The design of many so-called ‘location based games’ means the attention of the player is directed to the mobile phone screen for navigation through the physical space, thus limiting player immersion to the single dimension of the virtual game. This research uses a mixed reality game to examine how physical immersion could also by designed into the physical space in such a way that the combined digital/ physical space becomes self navigable. PAC-LAN is a real world recreation of the arcade classic Pac-Man, in which the players physically take on the role of the game avatars, either Pac-Man or one of the four ghosts, to collect real physical objects in a real world location. The players use Android phones with on-board Near Field Communication readers (essentially the same technology used for travel cards such as Oyster in London.) To interact, NFC game pills (created from Frisbees) attach to the physical environment (e.g. lamp posts) and tags on opposing players to enact the game.
The shared mix-tape had an emotional and physical connection that digital shared content often lacks. Writeable CDs came too late or too close to the rise of the mp3 to become a shareable treasured object. This project aims to explore the relationship between the physicality of a shareable personalised object that has digital content embedded within it. Whilst the mix-tape offered elements of personalisation, the objects created for the Physical Playlist can take almost any form, and, being digital, they can also be enabled so that they can only be played on a specific day, at a specific time, or perhaps only when the weather is warm and sunny, thus allowing the creator to produce a very unique, personalised experience.

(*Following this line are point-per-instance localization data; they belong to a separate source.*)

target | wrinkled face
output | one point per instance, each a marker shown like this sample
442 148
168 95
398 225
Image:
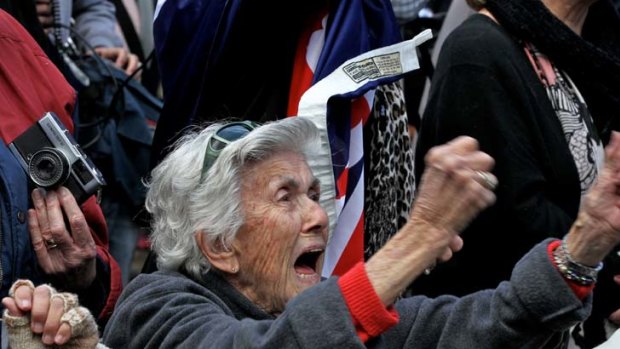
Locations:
284 234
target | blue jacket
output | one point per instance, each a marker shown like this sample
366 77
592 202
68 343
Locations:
18 259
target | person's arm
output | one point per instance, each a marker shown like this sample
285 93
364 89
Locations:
540 300
77 260
478 101
95 21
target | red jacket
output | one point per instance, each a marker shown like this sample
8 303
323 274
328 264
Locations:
30 85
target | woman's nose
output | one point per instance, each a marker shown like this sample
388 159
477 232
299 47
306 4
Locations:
315 217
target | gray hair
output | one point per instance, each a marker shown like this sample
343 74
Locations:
181 204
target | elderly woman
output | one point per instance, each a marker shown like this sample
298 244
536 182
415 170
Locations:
239 235
537 83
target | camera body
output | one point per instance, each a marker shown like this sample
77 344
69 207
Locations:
51 157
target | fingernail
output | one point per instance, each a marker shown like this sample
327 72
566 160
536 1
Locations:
37 327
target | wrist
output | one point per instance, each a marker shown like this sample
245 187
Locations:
572 270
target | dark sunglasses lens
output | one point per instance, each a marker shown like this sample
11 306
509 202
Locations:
233 132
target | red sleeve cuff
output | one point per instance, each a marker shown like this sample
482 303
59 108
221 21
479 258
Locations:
370 316
580 291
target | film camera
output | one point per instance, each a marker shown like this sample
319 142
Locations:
51 157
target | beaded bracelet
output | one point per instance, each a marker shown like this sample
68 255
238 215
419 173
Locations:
572 270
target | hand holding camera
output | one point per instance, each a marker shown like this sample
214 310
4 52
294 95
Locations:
64 178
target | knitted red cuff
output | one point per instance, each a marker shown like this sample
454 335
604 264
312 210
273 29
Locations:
580 291
370 316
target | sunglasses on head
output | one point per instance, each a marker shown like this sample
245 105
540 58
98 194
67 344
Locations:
222 137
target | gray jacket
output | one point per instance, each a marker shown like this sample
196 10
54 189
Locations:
169 310
95 22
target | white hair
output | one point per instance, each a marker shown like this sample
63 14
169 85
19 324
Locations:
181 204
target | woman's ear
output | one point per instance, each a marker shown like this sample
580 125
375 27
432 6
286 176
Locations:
219 255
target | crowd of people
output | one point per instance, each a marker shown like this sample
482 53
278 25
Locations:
493 222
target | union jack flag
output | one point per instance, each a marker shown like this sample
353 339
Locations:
334 76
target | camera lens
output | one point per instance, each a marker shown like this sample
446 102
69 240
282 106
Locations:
48 168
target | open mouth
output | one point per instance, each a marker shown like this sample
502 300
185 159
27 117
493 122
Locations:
306 263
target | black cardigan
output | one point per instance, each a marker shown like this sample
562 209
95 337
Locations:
485 87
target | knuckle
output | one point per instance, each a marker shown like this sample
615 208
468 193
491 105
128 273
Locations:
76 219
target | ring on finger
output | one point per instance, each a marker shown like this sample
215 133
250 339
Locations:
50 243
487 179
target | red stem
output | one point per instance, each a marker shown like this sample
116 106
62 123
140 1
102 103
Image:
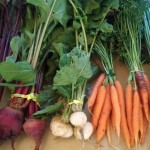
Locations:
25 91
31 109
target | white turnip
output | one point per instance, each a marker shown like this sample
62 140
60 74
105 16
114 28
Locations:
78 119
85 132
60 128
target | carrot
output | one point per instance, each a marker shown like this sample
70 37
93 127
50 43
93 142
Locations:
129 111
113 119
145 127
147 82
98 106
143 92
92 97
116 108
108 130
141 120
135 121
102 124
124 125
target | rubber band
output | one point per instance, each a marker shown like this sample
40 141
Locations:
136 70
31 96
76 101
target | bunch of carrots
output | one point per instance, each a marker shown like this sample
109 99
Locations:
106 101
128 111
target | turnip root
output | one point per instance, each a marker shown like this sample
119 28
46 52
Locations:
35 128
60 128
78 119
11 122
87 131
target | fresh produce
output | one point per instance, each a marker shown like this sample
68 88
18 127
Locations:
35 128
112 101
61 129
12 121
86 130
10 23
129 23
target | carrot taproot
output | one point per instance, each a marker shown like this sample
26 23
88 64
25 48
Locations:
141 120
98 106
116 108
113 119
147 82
102 124
124 125
135 121
145 128
92 97
108 130
129 110
143 92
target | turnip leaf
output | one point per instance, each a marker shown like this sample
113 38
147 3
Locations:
19 71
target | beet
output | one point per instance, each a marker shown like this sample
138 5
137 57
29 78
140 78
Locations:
11 122
35 128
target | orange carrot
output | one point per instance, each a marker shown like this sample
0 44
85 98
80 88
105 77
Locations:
129 109
108 130
92 97
98 106
141 121
102 124
124 125
143 92
145 127
147 82
113 119
135 121
116 108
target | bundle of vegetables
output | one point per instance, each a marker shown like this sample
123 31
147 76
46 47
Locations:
107 99
75 68
147 28
11 14
137 90
31 47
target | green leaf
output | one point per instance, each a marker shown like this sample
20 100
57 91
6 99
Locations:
46 96
76 25
65 76
60 48
82 66
115 4
65 91
49 109
106 27
16 44
90 5
20 71
40 3
61 12
42 7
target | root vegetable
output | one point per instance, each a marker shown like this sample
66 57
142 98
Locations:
116 108
85 132
124 126
35 128
98 106
11 122
92 97
102 124
78 119
60 128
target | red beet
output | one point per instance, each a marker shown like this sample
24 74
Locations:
35 128
11 123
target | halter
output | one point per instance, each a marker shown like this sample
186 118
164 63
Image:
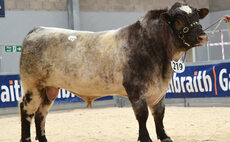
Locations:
184 31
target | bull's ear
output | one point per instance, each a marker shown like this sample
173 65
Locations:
165 17
203 12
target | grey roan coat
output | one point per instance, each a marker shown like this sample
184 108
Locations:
133 61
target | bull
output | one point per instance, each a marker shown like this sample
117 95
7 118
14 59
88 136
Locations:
133 61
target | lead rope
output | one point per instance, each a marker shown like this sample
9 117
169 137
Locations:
217 26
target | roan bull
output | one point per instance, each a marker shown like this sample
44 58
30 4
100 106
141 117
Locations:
132 61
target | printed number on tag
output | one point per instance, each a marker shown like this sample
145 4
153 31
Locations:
178 67
72 38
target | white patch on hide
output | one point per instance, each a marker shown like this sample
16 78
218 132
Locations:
72 38
186 9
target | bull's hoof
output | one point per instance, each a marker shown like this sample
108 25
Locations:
166 140
144 139
41 139
25 140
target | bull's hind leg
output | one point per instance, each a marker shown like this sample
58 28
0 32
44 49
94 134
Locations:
48 95
29 105
139 104
158 113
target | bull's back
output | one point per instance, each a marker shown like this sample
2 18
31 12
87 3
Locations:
77 61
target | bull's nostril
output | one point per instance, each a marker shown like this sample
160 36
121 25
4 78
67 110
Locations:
200 38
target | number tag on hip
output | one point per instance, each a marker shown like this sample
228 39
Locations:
178 67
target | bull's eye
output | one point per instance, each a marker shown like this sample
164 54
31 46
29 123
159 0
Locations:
185 29
179 22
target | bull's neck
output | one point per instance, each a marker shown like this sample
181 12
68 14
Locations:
165 36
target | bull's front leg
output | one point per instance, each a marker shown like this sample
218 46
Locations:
158 113
138 100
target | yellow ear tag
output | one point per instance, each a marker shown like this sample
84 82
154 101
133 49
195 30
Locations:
177 67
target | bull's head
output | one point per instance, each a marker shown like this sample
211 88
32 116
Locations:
184 22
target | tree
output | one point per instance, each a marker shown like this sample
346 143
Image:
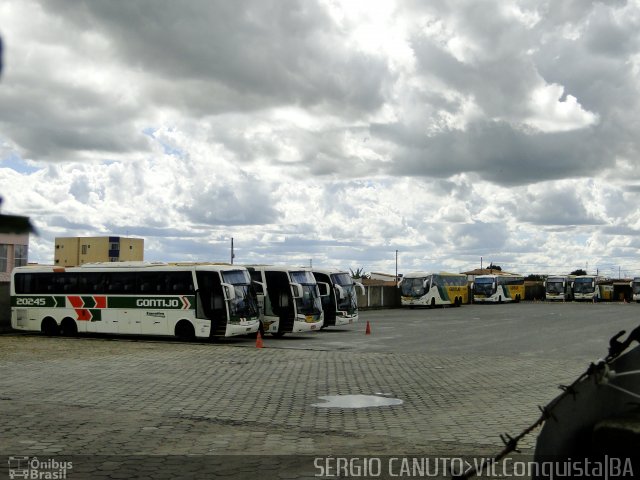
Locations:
534 277
359 273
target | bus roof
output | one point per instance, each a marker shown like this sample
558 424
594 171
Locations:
131 266
426 274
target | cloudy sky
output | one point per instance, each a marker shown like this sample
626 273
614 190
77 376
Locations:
327 131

Cold Sun is a game that illustrates how scientific and real world data can be integrated into game mechanics, in this case as live weather data, time, location, and climate change forecasts, in order to enhance the rhetoric within the game design by engaging the player at a more personal level. The result is a hybrid, dual-mode adventure game where players must survive over a set period of time in a strange, future landscape, affected by real-time weather, in order to traverse the extreme climates of a dream world by night. In particular it seeks to ‘humanise’ the scientific data by presenting it as a personal experience, allowing players to rehearse plausible futures based directly on and in relation to this real world (weather and climate) data.
All these projects are addressing the merging of physical and digital to create what we often describe as phygital experiences. The reason behind describing them as phygital rather than the ‘Internet of Things’ is two-fold Firstly, ‘IoT’ emphasises the infrastructure. I see it as part of the evolution of the web from a space we visit to places we can live in. The distinction between place and space has a long tradition in geography, which suggests that place is perceived as security and space is freedom: we are attached to the first and long for the latter. We have enjoyed the freedoms of the spaces of the web but as we increasingly incorporate our personal data and objects, then it will need to provide us with a sense of place. The second aspect is a way of emphasising that these are systems and products that have not simply had some digital functionality embedded within them, but relate to a class of connected devices whose functionality and operation exist simultaneously in both virtual and physical places and will inevitably form part of what we are calling the Digital Public Space.